On the other hand, the violation of individual rights had been seen with recurrence in those judicial institutions that, for the purposes of information treatment, execute actions under the authority and legal competence. Within the scope of legal investigations, people can consider themselves victims of this surprising and aggressive action if, in a specific procedural scenario involved the invasion of their privacy and intimacy spheres. Here arises a question about this procedural right to invade privacy to obtain illegitimate evidence, violating their space and right.

Then justice appears as one of the ignored constitutional values, delegitimizing based on law, the same reasons that support that right. It is the denial of the acceptance of justice from contemporary natural law that points to “justifies it as a demand for impartiality in the choice of the rules and principles of justice” (Cárdenas, 2009, p. 221). There is simply no justice in discriminating the application of the right to privacy, according to the perspective of the one who applies to whom it is applied, and according to the context in which it is applied.

Taking Lastra (1998) as a reference, how important is the dignity of the person, that to the detriment of his just freedom in society those rights that belong to him by his nature are conditioned? It is like tearing out our skin and being naked without protection.

They play against this controversy of opinions, the specific combination in the individual of feelings of fear, vulnerability, invasion, and lack of protection of their privacy. Then there is a deterioration in his personality, offense to his morals, and rupture of his privacy; and, consequently, a breach of their dignity. According to Cárdenas (2009) dignity “involves not only the guarantee that the person will not be the object of offenses and humiliations, but also supposes the positive affirmation of the full development of the personality of each individual” (p. 221).

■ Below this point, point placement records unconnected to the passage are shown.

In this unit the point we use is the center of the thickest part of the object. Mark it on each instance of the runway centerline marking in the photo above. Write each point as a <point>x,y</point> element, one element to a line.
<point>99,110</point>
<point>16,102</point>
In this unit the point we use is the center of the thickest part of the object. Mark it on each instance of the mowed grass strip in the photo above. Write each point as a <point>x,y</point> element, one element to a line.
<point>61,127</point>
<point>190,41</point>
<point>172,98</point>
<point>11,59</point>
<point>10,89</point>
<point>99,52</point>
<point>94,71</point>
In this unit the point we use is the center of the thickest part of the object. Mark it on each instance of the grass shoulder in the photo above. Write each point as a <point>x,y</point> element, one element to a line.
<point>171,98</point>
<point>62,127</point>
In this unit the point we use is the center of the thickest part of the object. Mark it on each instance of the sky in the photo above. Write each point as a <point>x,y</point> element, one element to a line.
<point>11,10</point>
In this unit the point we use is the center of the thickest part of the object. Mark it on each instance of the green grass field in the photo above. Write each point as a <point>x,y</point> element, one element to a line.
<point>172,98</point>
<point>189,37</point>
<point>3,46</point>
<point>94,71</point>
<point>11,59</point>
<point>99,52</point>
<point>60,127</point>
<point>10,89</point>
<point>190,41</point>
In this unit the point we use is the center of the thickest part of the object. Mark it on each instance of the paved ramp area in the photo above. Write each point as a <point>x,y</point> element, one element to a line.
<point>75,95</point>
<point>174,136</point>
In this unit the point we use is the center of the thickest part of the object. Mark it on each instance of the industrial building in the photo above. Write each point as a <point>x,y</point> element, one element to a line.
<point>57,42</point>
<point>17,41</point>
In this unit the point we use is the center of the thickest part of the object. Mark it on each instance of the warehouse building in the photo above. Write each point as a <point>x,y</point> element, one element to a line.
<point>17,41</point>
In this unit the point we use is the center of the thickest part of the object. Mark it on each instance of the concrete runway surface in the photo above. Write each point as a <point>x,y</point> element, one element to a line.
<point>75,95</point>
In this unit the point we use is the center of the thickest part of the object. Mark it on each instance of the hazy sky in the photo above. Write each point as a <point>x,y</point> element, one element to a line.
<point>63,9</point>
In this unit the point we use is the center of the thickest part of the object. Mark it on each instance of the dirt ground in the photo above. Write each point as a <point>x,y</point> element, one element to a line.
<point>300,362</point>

Then, by violating a person's privacy, they are openly subjected to humiliation, and this is how our dignity is irreversibly damaged. A humiliation represents the reproach of living. As the Marquis of Sade (2002) stated “do not be surprised that man becomes criminal when he is degraded, although innocent; do not be surprised that he prefers crime to chains when in one or another situation he is attacked by shame” (p. 138).

Facing dignity, for many government politicians, it is a meritless discussion of the person's feelings in the face of the invasion of privacy and intimacy. This also merits remembering that the fundamental principles are a set of legal norms that respond to a set of moral and ethical values of the individual. Values belong per se to the human being. (Cárdenas, 2009, p. 221).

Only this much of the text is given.